Saturday, May 30, 2020

Shadowlands Time and What Goes On Back Home

Cryptically, mysteriously, Blizzard folks (including Game Director Ion Hazzikostas) have hinted that when we journey to the Shadowlands, the experience might not be quite in sync with the rest of Azeroth.

We know that time can move differently in different places. Turalyon and Alleria were gone from our reality for roughly 25 years, but to them the time that passed was 1,000, fighting at the heart of the Burning Legion (this is also why I think the Lightforged Draenei might literally be a million years old, if they spent their entire 25,000 year exile in the same time-dilated region.)

In Shadowlands, we're arguably going farther away than we've ever been before, into a literal other plane of existence. If a place like Argus, which was maybe kinda in the Twisting Nether but also possibly not exactly, can have that kind of time-warping effect, there's no reason to think that the Shadowlands could work very differently indeed.

The way I see it, if they want to play around with this concept, they could do it one of two ways:

The simpler to implement would be that our time in the Shadowlands is similarly shorter from an outside perspective. We spend two years on the inside, but to Azeorth, we're only in there for a short time, or it even looks instantaneous.

The consequence for that, of course, would be that we'd be falling back into a world that is still recovering from the massive Horde/Alliance war, and people might disbelieve the crazy travails we've been through.

The other, to my mind more interesting, but certainly harder to implement version, is that our two years gets elongated on the outside.

I doubt they'd jump super far into the future - there are enough NPCs that we're invested (that aren't super-long lived elves or draenei) that we wouldn't want to miss out on. Can you imagine getting back from the Shadowlands to find Anduin's half-dragon daughter is now Queen of Stormwind (stay with me, they've got to have some way to magically make Wrathion physiologically female so that he can be the royal consort, right? That's what we're all expecting, right?) One in which Genn Greymane has died of old age and Fenran Thaurissan is King of the Bronzebeard and Dark Iron Clans?

Still, what's more conceivable to me is that we could do a shorter time-jump. Maybe the two years we spend in the Shadowlands looks more like ten years outside.

What might that world look like?

Well, for one thing, Azeroth's been in crisis mode for the past three and a half decades. What other threats might have arisen in that time?

Missing a decade of Azerothian history could lead to some crazy situations. What if we arrive to find that Vanessa VanCleef (who is still alive, in case you didn't play a Rogue in Legion) has become a powerful crimelord and taken over half of Stormwind's territories? What if Night Elf fanatics burn down Orgrimmar? What if ex-Legion demons corrupt the Illidari, no longer devoted to Sargeras' plans, but just trying to spread chaos and destruction wherever they can?

What if the Alliance and Horde aren't even there when we get back? Fractured and broken?

Or, alternatively, what if our absence marks a time of remarkable stability?

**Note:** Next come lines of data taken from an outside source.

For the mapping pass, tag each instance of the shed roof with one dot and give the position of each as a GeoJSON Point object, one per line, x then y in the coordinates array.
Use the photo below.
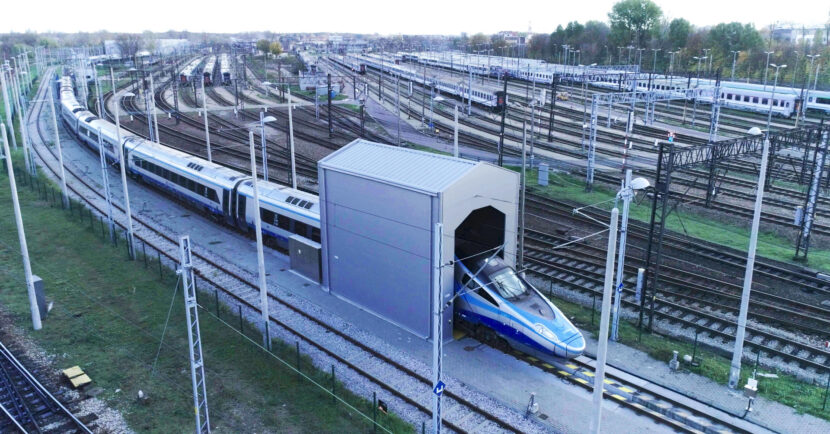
{"type": "Point", "coordinates": [418, 170]}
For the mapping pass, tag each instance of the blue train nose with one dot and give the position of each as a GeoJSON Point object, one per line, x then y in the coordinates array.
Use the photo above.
{"type": "Point", "coordinates": [575, 346]}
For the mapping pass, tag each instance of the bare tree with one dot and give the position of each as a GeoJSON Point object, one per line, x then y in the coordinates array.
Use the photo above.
{"type": "Point", "coordinates": [129, 44]}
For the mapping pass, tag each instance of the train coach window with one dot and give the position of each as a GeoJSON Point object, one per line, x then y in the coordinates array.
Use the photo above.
{"type": "Point", "coordinates": [300, 228]}
{"type": "Point", "coordinates": [283, 222]}
{"type": "Point", "coordinates": [267, 216]}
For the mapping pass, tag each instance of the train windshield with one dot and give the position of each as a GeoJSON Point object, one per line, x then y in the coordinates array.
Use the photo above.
{"type": "Point", "coordinates": [508, 284]}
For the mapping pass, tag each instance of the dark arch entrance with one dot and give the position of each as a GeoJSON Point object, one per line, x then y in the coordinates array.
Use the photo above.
{"type": "Point", "coordinates": [481, 231]}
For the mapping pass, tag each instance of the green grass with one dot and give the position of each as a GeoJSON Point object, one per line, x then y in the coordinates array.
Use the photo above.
{"type": "Point", "coordinates": [771, 246]}
{"type": "Point", "coordinates": [109, 317]}
{"type": "Point", "coordinates": [786, 389]}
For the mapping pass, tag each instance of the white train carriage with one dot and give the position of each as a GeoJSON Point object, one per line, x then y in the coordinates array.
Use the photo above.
{"type": "Point", "coordinates": [225, 69]}
{"type": "Point", "coordinates": [202, 184]}
{"type": "Point", "coordinates": [88, 132]}
{"type": "Point", "coordinates": [743, 97]}
{"type": "Point", "coordinates": [208, 71]}
{"type": "Point", "coordinates": [818, 100]}
{"type": "Point", "coordinates": [284, 212]}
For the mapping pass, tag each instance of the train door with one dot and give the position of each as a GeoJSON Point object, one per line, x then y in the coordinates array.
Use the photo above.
{"type": "Point", "coordinates": [226, 206]}
{"type": "Point", "coordinates": [240, 212]}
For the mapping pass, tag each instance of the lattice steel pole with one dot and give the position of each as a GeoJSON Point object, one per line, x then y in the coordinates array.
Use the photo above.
{"type": "Point", "coordinates": [194, 337]}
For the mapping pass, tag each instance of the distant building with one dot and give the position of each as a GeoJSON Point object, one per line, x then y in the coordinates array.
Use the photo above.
{"type": "Point", "coordinates": [162, 47]}
{"type": "Point", "coordinates": [798, 34]}
{"type": "Point", "coordinates": [513, 38]}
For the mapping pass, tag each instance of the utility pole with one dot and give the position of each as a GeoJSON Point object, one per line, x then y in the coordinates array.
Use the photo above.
{"type": "Point", "coordinates": [24, 135]}
{"type": "Point", "coordinates": [204, 110]}
{"type": "Point", "coordinates": [734, 61]}
{"type": "Point", "coordinates": [552, 106]}
{"type": "Point", "coordinates": [737, 355]}
{"type": "Point", "coordinates": [803, 242]}
{"type": "Point", "coordinates": [263, 285]}
{"type": "Point", "coordinates": [64, 195]}
{"type": "Point", "coordinates": [522, 198]}
{"type": "Point", "coordinates": [264, 145]}
{"type": "Point", "coordinates": [398, 105]}
{"type": "Point", "coordinates": [291, 140]}
{"type": "Point", "coordinates": [328, 82]}
{"type": "Point", "coordinates": [21, 234]}
{"type": "Point", "coordinates": [8, 106]}
{"type": "Point", "coordinates": [106, 180]}
{"type": "Point", "coordinates": [501, 132]}
{"type": "Point", "coordinates": [437, 327]}
{"type": "Point", "coordinates": [455, 133]}
{"type": "Point", "coordinates": [602, 349]}
{"type": "Point", "coordinates": [194, 337]}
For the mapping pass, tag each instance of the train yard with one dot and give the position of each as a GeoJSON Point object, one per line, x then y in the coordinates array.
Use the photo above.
{"type": "Point", "coordinates": [696, 296]}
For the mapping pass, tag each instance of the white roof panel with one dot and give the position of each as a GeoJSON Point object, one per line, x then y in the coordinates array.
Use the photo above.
{"type": "Point", "coordinates": [417, 170]}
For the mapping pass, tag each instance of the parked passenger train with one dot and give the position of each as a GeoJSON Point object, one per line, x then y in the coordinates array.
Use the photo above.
{"type": "Point", "coordinates": [734, 94]}
{"type": "Point", "coordinates": [208, 71]}
{"type": "Point", "coordinates": [215, 190]}
{"type": "Point", "coordinates": [227, 196]}
{"type": "Point", "coordinates": [190, 71]}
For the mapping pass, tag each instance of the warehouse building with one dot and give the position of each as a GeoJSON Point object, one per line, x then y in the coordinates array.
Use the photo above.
{"type": "Point", "coordinates": [379, 208]}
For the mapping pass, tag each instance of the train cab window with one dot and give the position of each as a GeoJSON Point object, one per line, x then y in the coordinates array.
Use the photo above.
{"type": "Point", "coordinates": [486, 296]}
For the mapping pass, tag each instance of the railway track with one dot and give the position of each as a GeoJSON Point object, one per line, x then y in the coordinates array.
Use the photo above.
{"type": "Point", "coordinates": [241, 287]}
{"type": "Point", "coordinates": [792, 200]}
{"type": "Point", "coordinates": [690, 300]}
{"type": "Point", "coordinates": [28, 406]}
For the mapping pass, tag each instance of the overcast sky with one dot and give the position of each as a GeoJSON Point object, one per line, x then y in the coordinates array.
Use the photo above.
{"type": "Point", "coordinates": [375, 16]}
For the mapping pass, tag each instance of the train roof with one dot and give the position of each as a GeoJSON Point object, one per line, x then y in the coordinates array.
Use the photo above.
{"type": "Point", "coordinates": [298, 202]}
{"type": "Point", "coordinates": [184, 162]}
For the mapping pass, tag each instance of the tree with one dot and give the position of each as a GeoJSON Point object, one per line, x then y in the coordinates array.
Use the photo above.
{"type": "Point", "coordinates": [734, 36]}
{"type": "Point", "coordinates": [633, 20]}
{"type": "Point", "coordinates": [129, 44]}
{"type": "Point", "coordinates": [275, 48]}
{"type": "Point", "coordinates": [679, 30]}
{"type": "Point", "coordinates": [479, 39]}
{"type": "Point", "coordinates": [499, 43]}
{"type": "Point", "coordinates": [263, 45]}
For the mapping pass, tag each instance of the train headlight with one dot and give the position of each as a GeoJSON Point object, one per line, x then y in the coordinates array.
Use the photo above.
{"type": "Point", "coordinates": [544, 331]}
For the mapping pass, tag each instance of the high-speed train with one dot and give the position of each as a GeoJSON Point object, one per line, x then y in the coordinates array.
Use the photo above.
{"type": "Point", "coordinates": [517, 311]}
{"type": "Point", "coordinates": [220, 192]}
{"type": "Point", "coordinates": [493, 295]}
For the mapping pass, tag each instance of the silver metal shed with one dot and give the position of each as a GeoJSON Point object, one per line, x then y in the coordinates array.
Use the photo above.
{"type": "Point", "coordinates": [379, 207]}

Maybe the peace between the Alliance and Horde holds longer than it ever has before? Embassies are established, and peaceful summits and treaties are signed? What if we return to Orgrimmar, shocked to find human merchants and draenei artificers hard at work in the Valley of Honor?

Much of the Warcraft setting is built around the endless cycle of hatred, but I'm actually kind of intrigued by the possibilities of a serious, radical shift in the status quo.

This is all very speculative, of course. And given how difficult it was for Cataclysm to work, I don't expect another "old world revamp" is a likely form for another expansion to take.

But the game has also allowed its established locations to be more dynamic in recent years. Sure, I'm sad that I don't get to go to Undercity anymore (well, except via bronze dragon NPC,) but I also like that it allows the story to move forward in major ways.

Blizzard is taking us far away from anything established, and that allows for some things to change while we're not looking. Now, to be fair, the same could be said for Warlords of Draenor, in which it feels like everything on Azeroth basically just stopped while we were over there (which is part of why it felt like Vol'jin was Warchief for like five minutes). But I think there's an opportunity here, which I hope Blizzard takes.